Зло присутствует везде, где сама реальность “желает быть лишенной основания и создает саму себя такой, утверждая себя в своей беспочвенности” она затем отпадает от бытия, и всеединство становится “надтреснутым единством”. Это значит, что реальность имеет неизмеримую “глубину, недоступную для нас”, в которой “абсолютно все возможно, включая логически и метафизически немыслимое”. “Положительное, индивидуализирующее не становится исключающим, полностью отделяющим не как абсолютное деление”; таким образом “реализуется парадокс актуального существующего небытия”, ограничение становится “изъяном, недостатком”. Особенная индивидуальная сущность “принимает свой собственный внутренний центр, изолированный от целого, за абсолютную основу реальности. Это - извращение, составляющее сущность зла как существующего небытия.” Особенное “становится для себя фиктивным абсолютом, своего рода псевдобожеством. Не будучи всем и испытывая значительную нужду, оно стремится присвоить все”. “Самоутверждение и гордость сопровождаются ненасытной алчностью и вожделением, отсюда следует борьба всех против всех, грабеж, убийство и самоубийство, “адские муки земного существования”.

Франк связывает факт зла с идеей “вины” или “ответственности”. Перед лицом всякого зла возникает вопрос: кто за него ответственен, кто несет вину за него? Франк обозначает три возможные причины: Само Первоначало всяческого бытия – Бог, “Дух зла” как объективный носитель зла, наконец, я сам. Решая, где находится место пребывания зла, Франк отмечает “трансцендентный духовный мир”, в котором я соучаствует, или которому подчинен, или во “мне самом”. Зло как духовная потенция бытия или “дух искуситель” соблазняет человека, вводит его в “грех”, содержит глубокую метафизическую истину.

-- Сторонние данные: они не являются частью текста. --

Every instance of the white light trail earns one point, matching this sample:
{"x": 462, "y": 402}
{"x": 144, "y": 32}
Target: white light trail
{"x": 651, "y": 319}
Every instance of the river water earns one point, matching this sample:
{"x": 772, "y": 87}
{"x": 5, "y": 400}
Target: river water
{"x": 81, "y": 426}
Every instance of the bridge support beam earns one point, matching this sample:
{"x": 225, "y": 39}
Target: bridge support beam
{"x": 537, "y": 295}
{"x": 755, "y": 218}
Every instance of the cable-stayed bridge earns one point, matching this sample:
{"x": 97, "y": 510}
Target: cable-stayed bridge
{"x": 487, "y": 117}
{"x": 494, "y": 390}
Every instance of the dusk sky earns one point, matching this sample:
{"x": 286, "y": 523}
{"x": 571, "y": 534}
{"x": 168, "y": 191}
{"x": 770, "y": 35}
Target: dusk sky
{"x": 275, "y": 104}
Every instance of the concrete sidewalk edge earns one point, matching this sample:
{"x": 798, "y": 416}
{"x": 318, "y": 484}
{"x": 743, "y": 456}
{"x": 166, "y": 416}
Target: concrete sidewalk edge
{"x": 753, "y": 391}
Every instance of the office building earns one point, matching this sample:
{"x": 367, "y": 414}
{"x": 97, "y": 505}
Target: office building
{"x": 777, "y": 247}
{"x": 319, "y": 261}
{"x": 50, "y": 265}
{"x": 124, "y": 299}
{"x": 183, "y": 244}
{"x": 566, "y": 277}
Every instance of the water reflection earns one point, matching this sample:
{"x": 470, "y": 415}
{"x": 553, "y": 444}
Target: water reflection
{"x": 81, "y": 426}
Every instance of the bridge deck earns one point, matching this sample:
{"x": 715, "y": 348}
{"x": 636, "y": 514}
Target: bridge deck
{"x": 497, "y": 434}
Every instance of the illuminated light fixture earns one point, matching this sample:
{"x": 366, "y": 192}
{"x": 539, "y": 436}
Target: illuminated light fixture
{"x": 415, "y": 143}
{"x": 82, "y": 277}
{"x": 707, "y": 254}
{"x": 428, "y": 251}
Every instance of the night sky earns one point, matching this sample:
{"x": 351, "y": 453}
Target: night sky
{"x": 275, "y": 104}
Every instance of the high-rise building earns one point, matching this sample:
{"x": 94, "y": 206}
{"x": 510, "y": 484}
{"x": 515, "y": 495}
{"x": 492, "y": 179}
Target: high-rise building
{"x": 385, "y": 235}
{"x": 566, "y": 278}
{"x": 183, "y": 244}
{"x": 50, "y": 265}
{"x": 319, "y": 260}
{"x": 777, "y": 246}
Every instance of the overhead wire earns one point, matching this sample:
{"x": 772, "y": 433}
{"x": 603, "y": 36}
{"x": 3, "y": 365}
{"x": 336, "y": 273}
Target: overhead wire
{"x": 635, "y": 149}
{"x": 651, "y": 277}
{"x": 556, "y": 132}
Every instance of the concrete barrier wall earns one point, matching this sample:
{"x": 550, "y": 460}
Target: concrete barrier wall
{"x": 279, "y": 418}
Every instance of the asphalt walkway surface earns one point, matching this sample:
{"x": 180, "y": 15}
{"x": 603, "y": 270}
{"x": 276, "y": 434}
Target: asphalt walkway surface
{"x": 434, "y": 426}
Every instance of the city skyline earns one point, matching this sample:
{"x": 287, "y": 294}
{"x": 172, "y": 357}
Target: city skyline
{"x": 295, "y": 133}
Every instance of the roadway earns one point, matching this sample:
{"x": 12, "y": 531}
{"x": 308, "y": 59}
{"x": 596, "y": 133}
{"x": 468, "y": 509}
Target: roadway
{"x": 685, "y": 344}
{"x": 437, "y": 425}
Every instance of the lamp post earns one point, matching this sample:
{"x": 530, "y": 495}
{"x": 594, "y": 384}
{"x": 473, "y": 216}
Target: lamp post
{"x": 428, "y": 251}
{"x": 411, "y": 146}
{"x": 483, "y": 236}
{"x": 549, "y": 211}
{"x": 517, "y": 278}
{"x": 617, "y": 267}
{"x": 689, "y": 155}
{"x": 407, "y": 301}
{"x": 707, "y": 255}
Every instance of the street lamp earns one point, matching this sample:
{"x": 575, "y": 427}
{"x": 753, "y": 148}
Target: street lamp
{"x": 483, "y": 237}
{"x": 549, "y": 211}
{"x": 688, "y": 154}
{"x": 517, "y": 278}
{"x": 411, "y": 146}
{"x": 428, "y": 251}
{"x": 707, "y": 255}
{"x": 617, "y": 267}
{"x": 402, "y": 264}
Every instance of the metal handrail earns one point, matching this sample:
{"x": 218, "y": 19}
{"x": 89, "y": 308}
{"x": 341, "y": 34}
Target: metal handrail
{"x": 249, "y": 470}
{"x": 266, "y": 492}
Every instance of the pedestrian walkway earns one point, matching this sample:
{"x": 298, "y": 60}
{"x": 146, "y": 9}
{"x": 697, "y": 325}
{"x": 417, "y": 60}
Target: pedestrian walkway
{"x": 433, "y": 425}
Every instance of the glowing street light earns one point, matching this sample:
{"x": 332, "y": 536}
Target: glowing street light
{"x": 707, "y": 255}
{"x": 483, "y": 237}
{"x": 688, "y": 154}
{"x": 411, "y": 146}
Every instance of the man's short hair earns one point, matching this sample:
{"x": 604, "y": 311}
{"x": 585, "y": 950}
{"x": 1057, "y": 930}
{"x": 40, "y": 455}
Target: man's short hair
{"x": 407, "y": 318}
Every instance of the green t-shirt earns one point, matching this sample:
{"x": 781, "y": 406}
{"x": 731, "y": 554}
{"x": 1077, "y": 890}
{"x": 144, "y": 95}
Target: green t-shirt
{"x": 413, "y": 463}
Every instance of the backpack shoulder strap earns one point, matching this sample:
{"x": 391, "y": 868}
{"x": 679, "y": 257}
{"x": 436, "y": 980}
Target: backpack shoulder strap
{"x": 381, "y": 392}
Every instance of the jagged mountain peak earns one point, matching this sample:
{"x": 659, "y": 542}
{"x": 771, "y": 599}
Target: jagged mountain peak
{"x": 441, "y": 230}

Поскольку человек по самому своему существу “духовен” – а это значит: стоит в отношении к “духовности” как особой области бытия, трансцендирует в мир духовности, - постольку он и в добре, и в зле находится в связи с объективным духовным началом и зависит от него.

Зло “привлекает” нас, и в этом акте влечения теряем свободу; подлинно “свободно” мы стремимся только к добру, поскольку оно совпадает в глубине реальности с бытием, образует подлинную внутреннюю основу нашего бытия. Следовательно между “ответственностью” за зло меня самого и самой действующей на меня силы зла есть некая антиномия, антиномистическое отношение между “душевностью” человека и реальностью духа.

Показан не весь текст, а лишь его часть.